6 cups strawberries, washed and sliced
1/2 cup sugar
3 tablespoons flour
1/2 teaspoon orange zest
1 1/2 cup unbleached all purpose flour
1/4 teaspoon salt
1 tablespoon baking powder
2 tablespoons sugar, plus more for top
4 tablespoons butter, cubed and cold
1 cup heavy cream
8" pyrex baking dish or similar
Preheat oven to 325° convection (375° conventional). Combine filling ingredients and place in pyrex baking dish.
Make topping. First, combine all dry ingredients. Then cut in the butter to resemble coarse meal. We use our fingers for this by rubbing the butter/flour mixture between the thumb and forefinger until the butter pieces are the size of a pea (some can be bigger than that). You don't want the texture to be too smooth or the topping will lose its buttery richness. You can also use a pastry cutter, food processor or fork to do this, but why create one more dirty thing to wash?
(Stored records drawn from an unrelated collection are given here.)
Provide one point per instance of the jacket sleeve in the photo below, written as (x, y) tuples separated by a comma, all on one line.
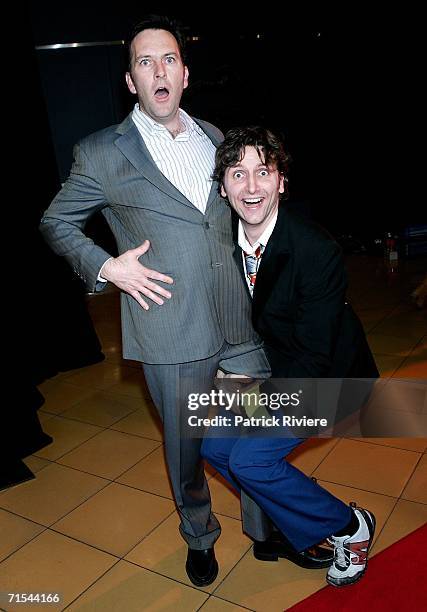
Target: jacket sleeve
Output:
[(63, 223)]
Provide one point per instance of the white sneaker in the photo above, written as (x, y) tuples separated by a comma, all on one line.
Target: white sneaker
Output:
[(351, 552)]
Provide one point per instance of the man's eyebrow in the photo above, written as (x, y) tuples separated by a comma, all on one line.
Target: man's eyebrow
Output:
[(148, 55)]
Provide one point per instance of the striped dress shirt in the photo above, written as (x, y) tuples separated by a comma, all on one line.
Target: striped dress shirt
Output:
[(187, 160)]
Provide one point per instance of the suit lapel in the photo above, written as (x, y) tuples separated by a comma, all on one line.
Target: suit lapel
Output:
[(135, 150), (273, 261), (214, 138), (237, 253)]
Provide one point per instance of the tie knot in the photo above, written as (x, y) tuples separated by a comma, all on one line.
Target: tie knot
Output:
[(252, 263)]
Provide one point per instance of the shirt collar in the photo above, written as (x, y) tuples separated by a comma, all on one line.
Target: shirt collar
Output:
[(250, 249)]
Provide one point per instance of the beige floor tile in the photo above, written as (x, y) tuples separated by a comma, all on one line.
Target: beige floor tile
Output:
[(269, 587), (102, 408), (52, 563), (134, 385), (60, 396), (402, 326), (15, 531), (129, 588), (143, 422), (391, 345), (149, 475), (380, 505), (388, 364), (48, 385), (56, 491), (405, 518), (311, 453), (44, 416), (36, 463), (370, 467), (116, 518), (214, 604), (371, 318), (164, 551), (416, 489), (109, 454), (418, 445), (66, 434), (412, 367), (100, 376), (225, 500)]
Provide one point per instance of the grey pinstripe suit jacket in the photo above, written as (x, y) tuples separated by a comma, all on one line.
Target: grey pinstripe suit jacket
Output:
[(113, 172)]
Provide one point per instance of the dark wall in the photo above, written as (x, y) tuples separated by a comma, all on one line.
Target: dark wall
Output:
[(326, 81)]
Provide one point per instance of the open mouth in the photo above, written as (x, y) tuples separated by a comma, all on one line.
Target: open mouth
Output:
[(252, 202), (161, 93)]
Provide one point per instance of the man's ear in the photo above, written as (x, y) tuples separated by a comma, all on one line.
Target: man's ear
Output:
[(129, 83)]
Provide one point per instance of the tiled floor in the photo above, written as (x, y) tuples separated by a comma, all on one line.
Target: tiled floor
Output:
[(98, 524)]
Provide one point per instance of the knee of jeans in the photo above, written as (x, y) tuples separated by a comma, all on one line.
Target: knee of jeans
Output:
[(211, 452)]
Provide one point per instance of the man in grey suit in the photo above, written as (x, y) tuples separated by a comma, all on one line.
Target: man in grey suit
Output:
[(150, 177)]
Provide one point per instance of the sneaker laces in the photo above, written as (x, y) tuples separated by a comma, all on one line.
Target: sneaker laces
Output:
[(342, 554)]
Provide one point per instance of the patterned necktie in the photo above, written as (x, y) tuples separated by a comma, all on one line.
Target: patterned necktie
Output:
[(252, 265)]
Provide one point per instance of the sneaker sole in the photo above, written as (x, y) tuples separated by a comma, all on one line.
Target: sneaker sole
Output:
[(371, 522)]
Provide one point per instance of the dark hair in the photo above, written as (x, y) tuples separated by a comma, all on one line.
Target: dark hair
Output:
[(269, 147), (158, 22)]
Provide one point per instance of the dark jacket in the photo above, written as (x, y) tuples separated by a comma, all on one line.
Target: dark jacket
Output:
[(299, 305)]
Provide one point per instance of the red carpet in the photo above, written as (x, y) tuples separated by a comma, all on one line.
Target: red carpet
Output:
[(396, 580)]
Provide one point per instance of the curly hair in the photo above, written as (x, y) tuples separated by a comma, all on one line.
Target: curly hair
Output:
[(268, 146)]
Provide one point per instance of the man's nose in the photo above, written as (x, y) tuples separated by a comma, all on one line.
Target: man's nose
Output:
[(252, 183)]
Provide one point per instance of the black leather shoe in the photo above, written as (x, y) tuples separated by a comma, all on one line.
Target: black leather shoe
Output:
[(277, 546), (201, 566)]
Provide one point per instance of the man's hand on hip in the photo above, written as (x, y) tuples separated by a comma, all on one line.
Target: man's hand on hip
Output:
[(127, 273)]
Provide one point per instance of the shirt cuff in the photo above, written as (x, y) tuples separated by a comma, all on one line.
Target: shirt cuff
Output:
[(100, 277)]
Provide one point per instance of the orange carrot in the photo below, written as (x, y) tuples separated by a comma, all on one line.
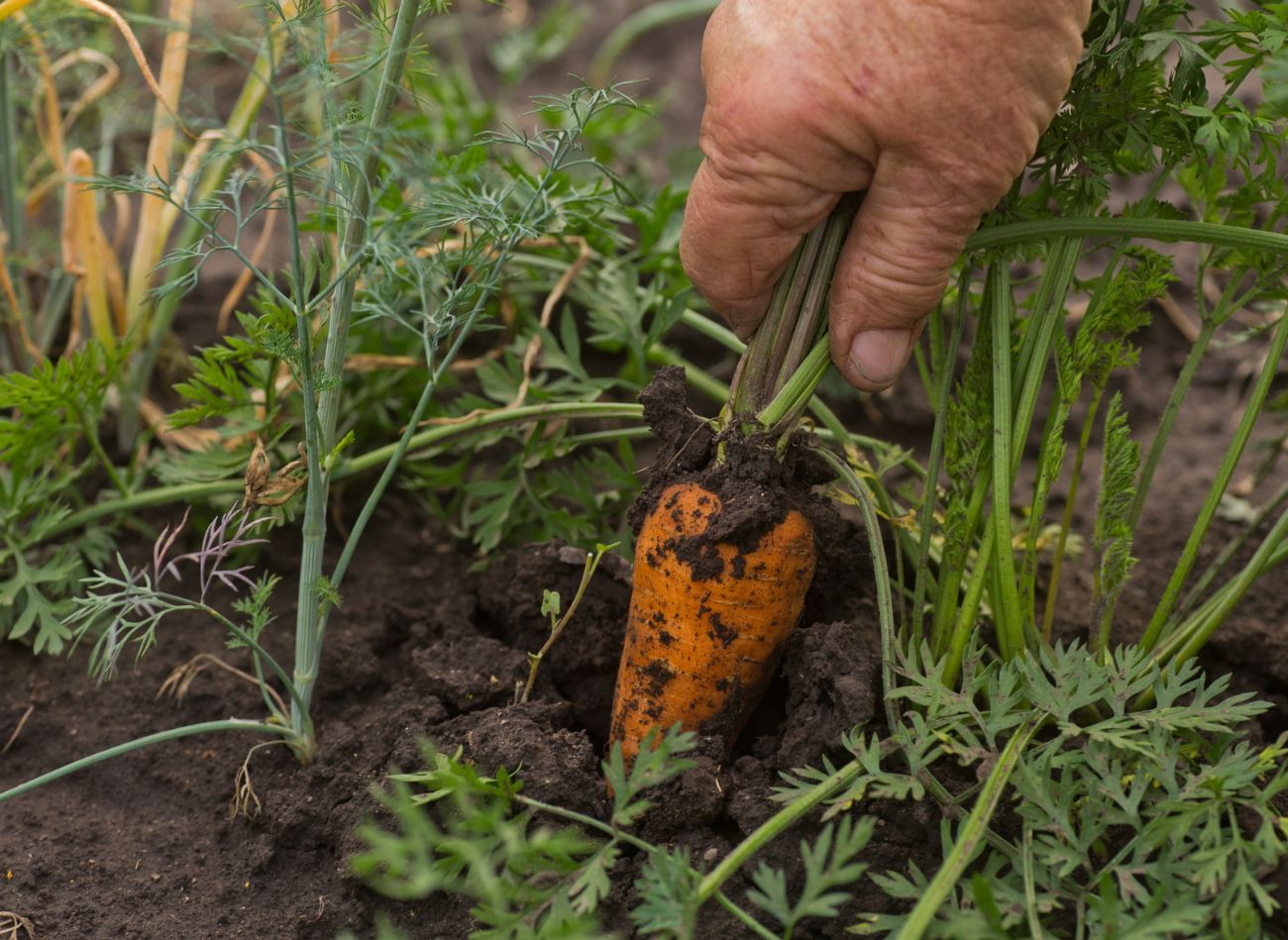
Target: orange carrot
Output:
[(706, 621)]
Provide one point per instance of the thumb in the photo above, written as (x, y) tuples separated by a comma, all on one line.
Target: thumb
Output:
[(893, 269)]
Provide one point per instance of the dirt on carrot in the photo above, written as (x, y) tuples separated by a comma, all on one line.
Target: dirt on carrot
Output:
[(725, 557)]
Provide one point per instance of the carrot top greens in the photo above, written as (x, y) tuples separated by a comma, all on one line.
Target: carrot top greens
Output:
[(469, 313)]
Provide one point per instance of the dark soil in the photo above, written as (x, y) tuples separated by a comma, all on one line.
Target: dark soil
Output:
[(143, 845)]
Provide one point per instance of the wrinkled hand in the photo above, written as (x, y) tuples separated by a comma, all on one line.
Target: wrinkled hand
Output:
[(930, 106)]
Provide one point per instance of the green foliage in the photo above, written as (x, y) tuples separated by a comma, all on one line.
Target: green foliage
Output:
[(1112, 540), (462, 832), (256, 610), (48, 451), (829, 864), (1140, 806)]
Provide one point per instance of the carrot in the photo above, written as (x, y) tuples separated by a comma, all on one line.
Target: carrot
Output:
[(706, 619)]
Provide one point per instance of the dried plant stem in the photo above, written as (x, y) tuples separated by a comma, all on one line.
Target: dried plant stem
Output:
[(150, 240)]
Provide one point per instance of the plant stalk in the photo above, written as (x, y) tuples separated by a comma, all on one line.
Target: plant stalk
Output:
[(160, 737), (970, 836)]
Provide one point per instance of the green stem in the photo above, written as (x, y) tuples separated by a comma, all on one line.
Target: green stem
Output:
[(1188, 639), (1006, 608), (213, 175), (11, 172), (647, 848), (1149, 230), (1198, 349), (90, 429), (1207, 513), (630, 30), (772, 827), (160, 737), (1067, 516), (1276, 502), (969, 836), (930, 496), (360, 209), (786, 360), (592, 561), (880, 574), (436, 437)]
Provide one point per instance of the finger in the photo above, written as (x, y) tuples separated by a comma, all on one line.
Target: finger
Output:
[(893, 269), (738, 236)]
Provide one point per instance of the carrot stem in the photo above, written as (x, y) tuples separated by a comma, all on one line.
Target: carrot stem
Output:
[(786, 344), (970, 836)]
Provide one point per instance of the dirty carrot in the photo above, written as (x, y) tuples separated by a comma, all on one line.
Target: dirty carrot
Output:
[(707, 619)]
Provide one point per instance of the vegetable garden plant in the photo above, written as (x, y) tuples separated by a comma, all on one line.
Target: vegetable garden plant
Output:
[(1116, 788)]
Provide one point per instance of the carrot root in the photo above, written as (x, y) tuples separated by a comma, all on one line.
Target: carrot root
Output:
[(707, 619)]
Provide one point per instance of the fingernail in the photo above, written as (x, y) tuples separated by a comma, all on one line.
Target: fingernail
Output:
[(879, 355)]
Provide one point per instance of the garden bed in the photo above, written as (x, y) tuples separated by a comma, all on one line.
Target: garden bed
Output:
[(143, 845)]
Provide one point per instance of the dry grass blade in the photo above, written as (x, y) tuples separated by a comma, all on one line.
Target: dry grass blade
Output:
[(11, 923), (48, 117), (132, 43), (13, 318), (151, 239), (180, 679), (1184, 325), (257, 256)]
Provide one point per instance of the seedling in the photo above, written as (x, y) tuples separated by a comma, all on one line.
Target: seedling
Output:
[(550, 606)]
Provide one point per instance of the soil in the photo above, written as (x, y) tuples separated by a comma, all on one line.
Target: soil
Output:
[(145, 846)]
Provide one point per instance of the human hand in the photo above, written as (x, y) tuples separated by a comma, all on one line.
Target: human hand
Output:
[(931, 106)]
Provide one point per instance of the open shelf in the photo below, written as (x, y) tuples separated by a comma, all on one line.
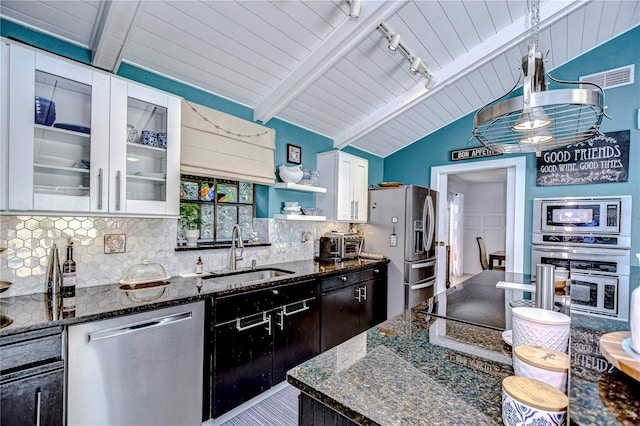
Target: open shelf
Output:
[(299, 217), (298, 187)]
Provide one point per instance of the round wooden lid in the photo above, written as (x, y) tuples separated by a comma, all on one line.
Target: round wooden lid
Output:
[(546, 358), (535, 394)]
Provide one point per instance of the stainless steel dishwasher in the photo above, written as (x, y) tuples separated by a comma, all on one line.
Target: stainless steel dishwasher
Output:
[(139, 369)]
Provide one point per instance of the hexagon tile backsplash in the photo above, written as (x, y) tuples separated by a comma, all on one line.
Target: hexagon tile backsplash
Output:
[(28, 240)]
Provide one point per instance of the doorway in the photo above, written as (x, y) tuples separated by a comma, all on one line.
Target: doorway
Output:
[(515, 202)]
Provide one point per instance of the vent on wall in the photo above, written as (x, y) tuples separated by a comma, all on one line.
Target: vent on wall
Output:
[(612, 78)]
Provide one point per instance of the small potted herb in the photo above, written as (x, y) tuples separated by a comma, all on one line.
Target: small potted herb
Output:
[(191, 220)]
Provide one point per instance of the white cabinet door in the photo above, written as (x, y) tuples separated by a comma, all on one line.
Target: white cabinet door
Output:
[(66, 147), (360, 193), (58, 134), (343, 192), (345, 176), (145, 150)]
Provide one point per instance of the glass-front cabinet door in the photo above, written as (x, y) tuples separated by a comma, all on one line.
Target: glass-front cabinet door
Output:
[(58, 134), (145, 150)]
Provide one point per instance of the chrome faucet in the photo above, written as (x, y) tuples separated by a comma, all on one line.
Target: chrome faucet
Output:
[(236, 234)]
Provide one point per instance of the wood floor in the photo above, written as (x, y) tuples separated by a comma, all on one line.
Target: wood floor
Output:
[(278, 409)]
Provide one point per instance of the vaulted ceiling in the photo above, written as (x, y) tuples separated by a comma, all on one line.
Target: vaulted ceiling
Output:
[(310, 64)]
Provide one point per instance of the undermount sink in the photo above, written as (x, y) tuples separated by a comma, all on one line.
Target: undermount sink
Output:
[(248, 276)]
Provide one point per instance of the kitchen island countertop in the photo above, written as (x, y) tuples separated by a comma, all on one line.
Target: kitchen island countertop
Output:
[(31, 312), (422, 368)]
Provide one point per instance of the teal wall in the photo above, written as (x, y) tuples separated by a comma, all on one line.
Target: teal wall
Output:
[(413, 163), (268, 199)]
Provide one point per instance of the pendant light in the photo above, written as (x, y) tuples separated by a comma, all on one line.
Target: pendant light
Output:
[(540, 119)]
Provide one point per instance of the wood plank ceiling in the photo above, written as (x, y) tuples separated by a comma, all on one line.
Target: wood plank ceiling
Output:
[(308, 63)]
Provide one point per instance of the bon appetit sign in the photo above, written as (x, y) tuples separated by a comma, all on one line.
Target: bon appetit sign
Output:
[(602, 159)]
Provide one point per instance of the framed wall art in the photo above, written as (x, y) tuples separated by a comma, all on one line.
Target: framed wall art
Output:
[(294, 154)]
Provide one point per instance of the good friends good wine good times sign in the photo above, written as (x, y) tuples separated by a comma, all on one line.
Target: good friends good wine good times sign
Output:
[(602, 159)]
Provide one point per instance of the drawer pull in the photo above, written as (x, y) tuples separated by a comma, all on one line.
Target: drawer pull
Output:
[(266, 319), (38, 404)]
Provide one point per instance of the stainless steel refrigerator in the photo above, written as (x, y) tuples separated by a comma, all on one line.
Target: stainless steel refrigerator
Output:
[(402, 226)]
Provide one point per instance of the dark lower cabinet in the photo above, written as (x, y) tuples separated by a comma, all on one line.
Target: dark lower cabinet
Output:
[(352, 303), (32, 378), (255, 338), (33, 397), (242, 361)]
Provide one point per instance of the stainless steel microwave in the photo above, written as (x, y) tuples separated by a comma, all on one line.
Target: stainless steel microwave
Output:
[(595, 215)]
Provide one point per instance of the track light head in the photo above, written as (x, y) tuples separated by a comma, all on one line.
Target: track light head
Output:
[(430, 82), (354, 9), (415, 64), (394, 42)]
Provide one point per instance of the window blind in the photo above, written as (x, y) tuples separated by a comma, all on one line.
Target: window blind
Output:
[(220, 145)]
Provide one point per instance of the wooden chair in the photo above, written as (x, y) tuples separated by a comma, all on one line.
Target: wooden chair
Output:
[(484, 260)]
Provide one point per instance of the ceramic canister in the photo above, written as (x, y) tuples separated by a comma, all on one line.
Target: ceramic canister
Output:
[(528, 401), (544, 364), (634, 320), (540, 327)]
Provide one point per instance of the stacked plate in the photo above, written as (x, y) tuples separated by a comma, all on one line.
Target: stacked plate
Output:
[(291, 207)]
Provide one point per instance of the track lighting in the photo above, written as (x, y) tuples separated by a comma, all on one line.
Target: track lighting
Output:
[(430, 82), (394, 42), (354, 8), (416, 64)]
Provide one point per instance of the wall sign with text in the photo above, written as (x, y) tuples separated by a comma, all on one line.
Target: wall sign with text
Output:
[(470, 153), (602, 159)]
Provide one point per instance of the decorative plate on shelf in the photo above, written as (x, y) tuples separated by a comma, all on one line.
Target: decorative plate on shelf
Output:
[(55, 161)]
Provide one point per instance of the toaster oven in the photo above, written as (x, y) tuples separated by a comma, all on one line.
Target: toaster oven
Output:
[(345, 245)]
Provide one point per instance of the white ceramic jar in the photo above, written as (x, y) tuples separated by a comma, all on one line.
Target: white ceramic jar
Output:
[(528, 401), (540, 327), (544, 364), (634, 320)]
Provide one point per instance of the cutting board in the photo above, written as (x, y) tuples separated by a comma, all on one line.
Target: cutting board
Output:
[(611, 348)]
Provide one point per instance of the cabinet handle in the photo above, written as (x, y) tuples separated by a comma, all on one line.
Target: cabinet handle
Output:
[(304, 307), (357, 296), (281, 323), (139, 326), (38, 403), (266, 319), (118, 190), (99, 189)]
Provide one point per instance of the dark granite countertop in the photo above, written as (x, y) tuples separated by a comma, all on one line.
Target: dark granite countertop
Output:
[(432, 365), (36, 311)]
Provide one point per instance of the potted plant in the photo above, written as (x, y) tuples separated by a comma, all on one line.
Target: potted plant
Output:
[(191, 220)]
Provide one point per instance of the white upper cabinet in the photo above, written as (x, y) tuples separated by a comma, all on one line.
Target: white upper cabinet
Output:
[(67, 141), (345, 177), (145, 150)]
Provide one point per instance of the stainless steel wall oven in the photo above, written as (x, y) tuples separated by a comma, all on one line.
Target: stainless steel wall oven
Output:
[(590, 237)]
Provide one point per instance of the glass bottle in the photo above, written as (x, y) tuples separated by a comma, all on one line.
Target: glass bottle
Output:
[(68, 289)]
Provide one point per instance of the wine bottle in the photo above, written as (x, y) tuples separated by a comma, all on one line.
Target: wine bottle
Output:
[(68, 289)]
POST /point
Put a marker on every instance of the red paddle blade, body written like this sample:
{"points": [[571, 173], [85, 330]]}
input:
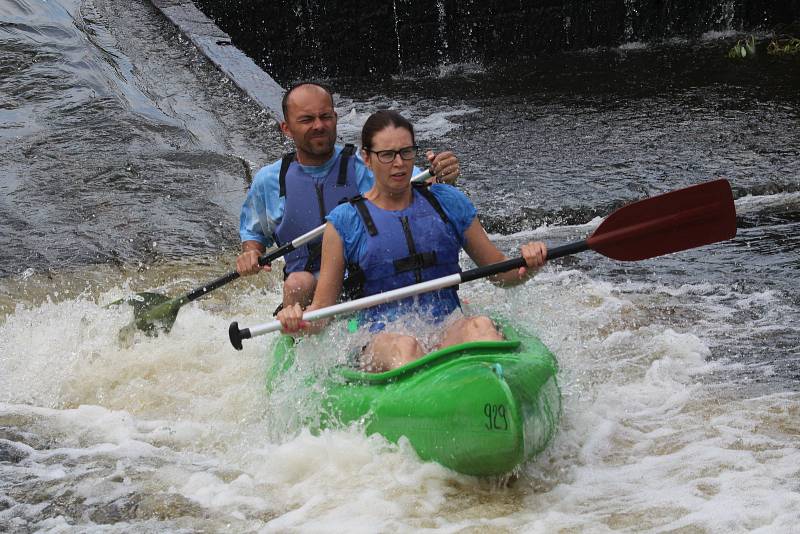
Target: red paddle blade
{"points": [[680, 220]]}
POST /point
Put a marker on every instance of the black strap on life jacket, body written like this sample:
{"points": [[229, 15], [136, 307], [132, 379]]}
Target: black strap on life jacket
{"points": [[415, 261], [285, 162], [347, 153]]}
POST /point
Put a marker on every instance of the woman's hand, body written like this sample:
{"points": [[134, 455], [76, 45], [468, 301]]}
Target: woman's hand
{"points": [[535, 254], [444, 166], [291, 318]]}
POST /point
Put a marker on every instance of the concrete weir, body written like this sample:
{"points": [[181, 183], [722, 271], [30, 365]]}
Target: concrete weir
{"points": [[216, 45]]}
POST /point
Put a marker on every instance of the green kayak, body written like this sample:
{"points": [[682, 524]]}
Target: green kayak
{"points": [[480, 408]]}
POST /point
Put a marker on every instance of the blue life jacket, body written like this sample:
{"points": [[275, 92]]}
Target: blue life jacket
{"points": [[406, 247], [302, 214]]}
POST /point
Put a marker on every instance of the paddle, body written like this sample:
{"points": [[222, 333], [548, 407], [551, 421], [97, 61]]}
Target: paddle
{"points": [[153, 312], [680, 220]]}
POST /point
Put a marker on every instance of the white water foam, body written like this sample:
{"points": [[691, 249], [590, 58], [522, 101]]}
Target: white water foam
{"points": [[432, 122]]}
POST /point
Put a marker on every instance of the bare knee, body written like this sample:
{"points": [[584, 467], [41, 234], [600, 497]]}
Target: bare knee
{"points": [[480, 327], [298, 288]]}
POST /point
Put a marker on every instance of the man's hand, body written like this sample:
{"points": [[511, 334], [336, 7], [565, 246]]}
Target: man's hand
{"points": [[444, 166]]}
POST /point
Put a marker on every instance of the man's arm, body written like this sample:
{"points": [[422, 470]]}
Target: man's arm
{"points": [[259, 215]]}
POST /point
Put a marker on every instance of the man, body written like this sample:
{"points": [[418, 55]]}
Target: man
{"points": [[292, 195]]}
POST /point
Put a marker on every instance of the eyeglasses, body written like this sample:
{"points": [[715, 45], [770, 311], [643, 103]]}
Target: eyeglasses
{"points": [[387, 156]]}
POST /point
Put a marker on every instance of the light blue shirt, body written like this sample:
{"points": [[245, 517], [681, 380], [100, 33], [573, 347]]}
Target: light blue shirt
{"points": [[348, 223], [263, 208]]}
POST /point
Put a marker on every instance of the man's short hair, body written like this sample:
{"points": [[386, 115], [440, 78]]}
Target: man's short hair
{"points": [[285, 100]]}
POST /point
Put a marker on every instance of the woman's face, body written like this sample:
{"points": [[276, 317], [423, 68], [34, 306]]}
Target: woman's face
{"points": [[395, 176]]}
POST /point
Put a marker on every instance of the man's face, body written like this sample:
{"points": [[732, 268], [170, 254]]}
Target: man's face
{"points": [[311, 122]]}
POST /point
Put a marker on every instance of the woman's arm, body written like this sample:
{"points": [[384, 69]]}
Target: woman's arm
{"points": [[484, 252]]}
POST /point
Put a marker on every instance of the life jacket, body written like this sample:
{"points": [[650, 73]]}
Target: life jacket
{"points": [[405, 247], [302, 214]]}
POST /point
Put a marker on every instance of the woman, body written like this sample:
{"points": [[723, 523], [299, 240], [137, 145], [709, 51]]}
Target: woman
{"points": [[396, 235]]}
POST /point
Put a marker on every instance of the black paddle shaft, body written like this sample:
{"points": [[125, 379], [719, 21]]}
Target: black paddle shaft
{"points": [[516, 263]]}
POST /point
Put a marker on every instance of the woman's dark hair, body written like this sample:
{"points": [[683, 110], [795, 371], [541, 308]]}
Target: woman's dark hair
{"points": [[380, 120]]}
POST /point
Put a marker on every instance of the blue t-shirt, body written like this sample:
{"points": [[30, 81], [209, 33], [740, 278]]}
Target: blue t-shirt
{"points": [[263, 208], [348, 223]]}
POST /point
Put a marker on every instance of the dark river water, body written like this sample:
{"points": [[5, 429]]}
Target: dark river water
{"points": [[124, 159]]}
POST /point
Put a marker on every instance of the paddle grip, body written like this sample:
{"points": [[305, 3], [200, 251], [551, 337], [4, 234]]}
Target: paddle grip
{"points": [[236, 336]]}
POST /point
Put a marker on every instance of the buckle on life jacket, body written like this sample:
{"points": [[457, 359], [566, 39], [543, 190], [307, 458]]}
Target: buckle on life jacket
{"points": [[413, 262]]}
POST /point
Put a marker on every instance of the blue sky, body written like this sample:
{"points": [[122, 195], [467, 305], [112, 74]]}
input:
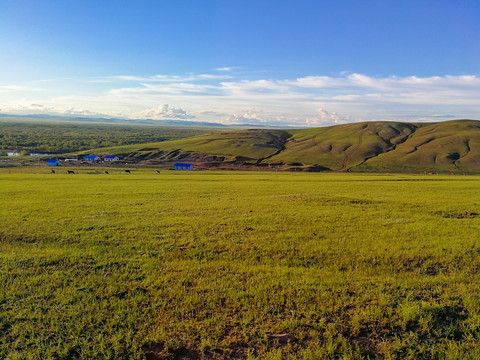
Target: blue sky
{"points": [[307, 63]]}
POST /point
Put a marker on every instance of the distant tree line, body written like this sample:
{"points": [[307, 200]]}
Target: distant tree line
{"points": [[58, 138]]}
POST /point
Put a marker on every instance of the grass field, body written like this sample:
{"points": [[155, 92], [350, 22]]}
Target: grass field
{"points": [[241, 265]]}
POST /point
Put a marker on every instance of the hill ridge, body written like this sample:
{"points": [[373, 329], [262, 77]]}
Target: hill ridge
{"points": [[384, 146]]}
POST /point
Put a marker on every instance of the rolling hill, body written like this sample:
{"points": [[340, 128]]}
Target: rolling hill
{"points": [[451, 146]]}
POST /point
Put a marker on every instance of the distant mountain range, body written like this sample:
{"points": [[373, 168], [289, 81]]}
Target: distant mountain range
{"points": [[116, 120], [450, 146]]}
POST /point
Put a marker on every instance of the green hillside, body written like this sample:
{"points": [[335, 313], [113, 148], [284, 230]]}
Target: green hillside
{"points": [[446, 146], [452, 146]]}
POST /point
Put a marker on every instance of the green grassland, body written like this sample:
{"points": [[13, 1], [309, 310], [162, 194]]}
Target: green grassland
{"points": [[450, 146], [27, 135], [245, 265]]}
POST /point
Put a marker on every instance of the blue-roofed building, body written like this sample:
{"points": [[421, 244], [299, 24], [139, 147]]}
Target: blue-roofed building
{"points": [[53, 162], [111, 158], [91, 158], [181, 166]]}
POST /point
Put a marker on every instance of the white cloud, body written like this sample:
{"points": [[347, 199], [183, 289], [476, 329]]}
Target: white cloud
{"points": [[164, 111], [324, 117], [286, 101]]}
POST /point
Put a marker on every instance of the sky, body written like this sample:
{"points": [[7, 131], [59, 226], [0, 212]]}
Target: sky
{"points": [[277, 62]]}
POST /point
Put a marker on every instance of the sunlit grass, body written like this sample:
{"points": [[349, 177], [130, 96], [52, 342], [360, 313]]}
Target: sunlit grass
{"points": [[220, 265]]}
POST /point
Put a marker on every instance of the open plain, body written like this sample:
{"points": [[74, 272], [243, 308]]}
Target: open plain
{"points": [[238, 265]]}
Add cream and mix until uniformly moist. Spoon out on top of filling. It should be plopped on in clumps. You don't want a perfectly smooth topping. Sprinkle with granulated sugar for some sparkle.
Bake until biscuit is golden brown and filling is cooking and bubbling.
Let cool enough for the juices to thicken, then served warm by itself or with whipped cream or creme fraiche.